Tenaris SA Earnings - Q1 2025 Analysis
Positives
- EBITDA margin increased to 24% due to good operating performance and better absorption of fixed and semi-fixed costs.
- Net cash position increased to $4 billion due to share buybacks of $237 million during Q1.
- EBITDA rose by 6% on a comparable basis, and net income remained in line with the results of the previous quarter.
- The company began 2025 with a good performance in Q1.
Q&A Highlights - Q1 2025
Analyst asked about the visibility for Q3 and whether lower oil prices could impact Q3.
Paolo Rocca, CEO of Tenaris, stated that if oil prices remain at the current level, around or below $60, the company may see a reduction in CapEx from oil companies, which could impact Q3. However, he noted that there is still high uncertainty in the evolution of the main variables, and everything is on the move.
Analyst asked about the offshore component of Tenaris's volumes and whether it is expected to grow later this year or in 2026.
Gabriel Podskubka, Chief Commercial Officer of Tenaris, stated that the offshore market is very important for the company and has a high degree of resiliency in an environment of high uncertainty. He mentioned that Tenaris is an absolute leader in this space and has been selected to be the supplier of choice for one of the recent FIDs, the Shell Bonga project in Nigeria. The company will deliver a full supply of subsea pipeline and risers, as well as insulation coating services, and will also be the leading supplier of OCTG for the 25 wells required for this development. This is just one example of the contracts or backlog that Tenaris has for offshore, which is quite high and will continue to be a strong segment for the company in the near future. He also noted that the short-term volatility in oil prices is not expected to affect the development of the projects that are already sanctioned, as these projects have been sanctioned with a long-term horizon.
Analyst asked about the situation with Pemex and the company's exposure to the company.
The company has been able to reduce its exposure to Pemex through operations that allow for a substantial reduction in working capital and cash flow. However, the situation with Pemex continues to deteriorate, and the company maintains the position that it is unsustainable. The government has presented a plan for refinancing and developing resources, but the company has not yet seen any action from Pemex to implement this plan.
Analyst asked about the timing of a reversal in price due to low activity, specifically if it would be in the third quarter.
The company's Rig Direct model has some inertia, and it is not easy to project the dynamic in the second half due to factors such as tariffs and quota. The company has seen a 10% increase in prices in the market, and the Pipe Logix has been growing slowly but moving on, even this month. The company does not expect any impact on pricing in the third quarter, but it could start to affect the P&L in the fourth quarter. However, it is too early to say, and the company is expecting to hear from clients about their decisions regarding the second half in May.

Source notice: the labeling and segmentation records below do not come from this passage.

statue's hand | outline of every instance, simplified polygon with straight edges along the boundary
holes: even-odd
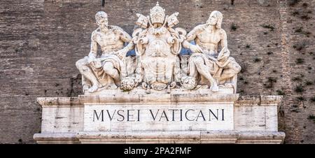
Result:
[[[190,50],[194,52],[194,53],[197,53],[197,52],[202,52],[202,49],[197,45],[190,45]]]
[[[218,62],[218,59],[214,57],[209,56],[209,58],[214,62]]]
[[[117,55],[119,59],[122,59],[126,57],[127,51],[125,49],[120,50],[117,51],[115,54]]]
[[[88,58],[88,62],[90,64],[91,62],[94,62],[96,59],[96,58],[93,56],[89,56]]]

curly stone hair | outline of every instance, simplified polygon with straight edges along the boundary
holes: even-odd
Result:
[[[218,10],[214,10],[214,11],[211,12],[211,13],[210,14],[209,18],[213,15],[216,15],[216,18],[218,19],[218,21],[217,21],[216,24],[216,29],[221,29],[221,24],[222,24],[222,20],[223,20],[223,15],[220,12],[219,12]]]

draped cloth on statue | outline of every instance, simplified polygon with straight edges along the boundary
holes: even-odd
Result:
[[[97,78],[97,80],[103,86],[109,86],[114,84],[113,78],[109,76],[104,70],[104,66],[106,63],[110,62],[115,69],[120,78],[125,77],[127,76],[126,67],[122,60],[119,59],[115,55],[105,54],[102,55],[101,57],[97,58],[94,61],[90,64],[93,73]]]
[[[197,80],[201,80],[200,83],[203,84],[204,82],[208,82],[203,76],[200,76],[198,74],[198,71],[197,69],[196,65],[195,62],[196,61],[196,58],[201,57],[204,62],[204,64],[206,64],[209,68],[209,71],[214,78],[218,79],[220,78],[222,72],[225,67],[227,65],[229,62],[231,61],[234,61],[234,58],[229,57],[227,59],[223,59],[220,61],[213,61],[209,57],[203,53],[194,53],[190,55],[189,58],[188,63],[188,73],[190,76],[193,76],[195,78],[197,78]],[[200,77],[200,78],[199,78]]]

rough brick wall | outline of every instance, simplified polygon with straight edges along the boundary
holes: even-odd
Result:
[[[238,92],[284,93],[279,117],[286,143],[315,143],[315,123],[308,119],[315,115],[311,99],[315,97],[314,1],[232,1],[161,0],[160,4],[169,15],[179,12],[178,27],[187,31],[204,23],[212,10],[221,11],[232,56],[243,67]],[[36,97],[81,93],[75,62],[89,52],[97,11],[106,11],[110,24],[131,34],[136,13],[147,15],[155,1],[101,4],[100,0],[0,1],[0,143],[34,143],[41,117]],[[295,91],[297,86],[302,92]]]

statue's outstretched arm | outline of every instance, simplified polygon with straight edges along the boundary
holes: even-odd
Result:
[[[186,40],[183,42],[183,47],[190,49],[192,52],[202,52],[202,49],[197,45],[193,45],[189,42],[195,40],[197,38],[197,35],[200,34],[200,31],[203,29],[202,25],[199,25],[195,27],[191,31],[190,31],[186,36]]]
[[[97,57],[97,42],[94,39],[94,32],[91,36],[91,49],[89,53],[89,62],[92,62]]]
[[[186,35],[186,39],[184,40],[183,42],[183,47],[187,49],[190,49],[190,46],[192,44],[190,43],[189,42],[196,38],[197,34],[197,27],[195,27]]]
[[[132,42],[132,38],[130,36],[130,35],[128,34],[128,33],[125,32],[122,30],[122,29],[118,28],[115,30],[118,34],[120,36],[119,38],[121,41],[122,41],[125,43],[128,43],[128,45],[125,47],[124,48],[118,50],[116,52],[116,55],[118,56],[120,59],[122,59],[127,55],[127,52],[128,51],[132,50],[134,49],[134,43]]]
[[[226,36],[225,31],[221,29],[221,43],[222,50],[218,55],[218,60],[221,60],[222,59],[227,59],[230,57],[230,51],[227,49],[227,38]]]

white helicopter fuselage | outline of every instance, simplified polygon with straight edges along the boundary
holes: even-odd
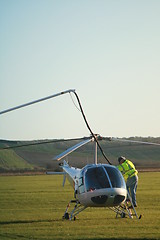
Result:
[[[75,191],[75,198],[86,207],[113,207],[126,200],[127,190],[119,170],[108,164],[91,164],[84,168],[62,166]]]

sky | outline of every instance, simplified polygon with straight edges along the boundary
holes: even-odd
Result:
[[[159,0],[0,0],[0,111],[75,89],[94,133],[160,136],[159,13]],[[0,115],[0,139],[89,136],[71,96]]]

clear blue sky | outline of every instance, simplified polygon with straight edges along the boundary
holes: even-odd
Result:
[[[102,136],[160,136],[159,0],[0,0],[0,111],[76,89]],[[88,136],[70,95],[0,116],[0,139]]]

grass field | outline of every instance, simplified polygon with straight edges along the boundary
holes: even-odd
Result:
[[[62,176],[0,176],[0,239],[160,239],[160,172],[139,173],[141,220],[115,218],[106,208],[62,220],[72,198]]]

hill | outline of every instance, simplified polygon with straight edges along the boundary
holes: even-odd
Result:
[[[160,138],[132,137],[130,140],[160,143]],[[43,142],[41,140],[40,142]],[[46,141],[46,140],[45,140]],[[32,141],[37,143],[38,140]],[[0,148],[29,144],[31,141],[0,140]],[[52,158],[67,148],[77,144],[78,141],[46,143],[28,147],[0,150],[0,172],[23,171],[60,171],[58,162]],[[106,156],[112,164],[117,165],[117,158],[121,155],[131,159],[137,168],[160,168],[160,146],[144,145],[122,142],[99,142]],[[94,161],[94,144],[89,143],[67,156],[65,159],[72,166],[83,167]],[[98,151],[98,162],[107,163]]]

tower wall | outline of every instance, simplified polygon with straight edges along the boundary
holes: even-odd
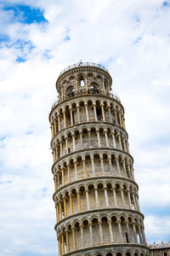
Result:
[[[60,255],[146,255],[124,108],[100,65],[79,63],[56,82],[49,113]]]

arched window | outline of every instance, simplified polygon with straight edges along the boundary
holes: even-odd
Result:
[[[66,88],[66,95],[68,97],[72,97],[74,96],[74,87],[73,85],[69,85],[67,88]]]
[[[107,253],[105,256],[113,256],[113,254],[111,253]]]
[[[85,86],[84,78],[83,78],[82,75],[80,75],[80,77],[79,77],[79,86],[80,87],[84,87]]]
[[[122,256],[122,253],[116,253],[116,256]]]

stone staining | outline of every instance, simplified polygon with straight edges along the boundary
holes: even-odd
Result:
[[[149,256],[124,108],[101,65],[59,76],[49,113],[59,255]]]

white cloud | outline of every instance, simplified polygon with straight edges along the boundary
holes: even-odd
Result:
[[[147,237],[167,240],[169,216],[157,208],[170,206],[170,8],[160,0],[7,3],[41,8],[48,23],[11,23],[11,13],[1,10],[0,32],[10,38],[0,43],[1,254],[19,256],[29,247],[25,255],[56,255],[48,115],[60,72],[80,60],[102,62],[113,77]],[[21,48],[17,40],[31,44]],[[26,61],[17,63],[20,55]]]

Analyst asked about the possibility of frontloading of budgets by E&P operators to order steel OCTG ahead of tariff impact and other potential impacts.
Paolo Rocca, CEO of Tenaris, explained that the company's business model, Rig Direct, invoices directly when the pipe is used, and the majority of their clients operate in this way. Therefore, the company does not anticipate orders and copies the exact level of operation. While there may be some anticipation of orders in line pipe, Rocca stated that the company does not have the space for anticipating orders. Rocca also mentioned that the company's Rig Direct model in Canada is expanding, and they are copying the level of operation in Canada without seeing any anticipation of sales. Rocca explained that the company is making a positive forecast for the second quarter due to their portfolio stability and the ability to predict the combination of volume and price in that region. However, Rocca acknowledged that predicting the second half of the year is more difficult, as the company may need to recalculate and reorganize their development plans. Rocca also mentioned that the company will better understand the perspective at the end of the second quarter and if the administration will limit imports and the economy and oil expectations remain pessimistic.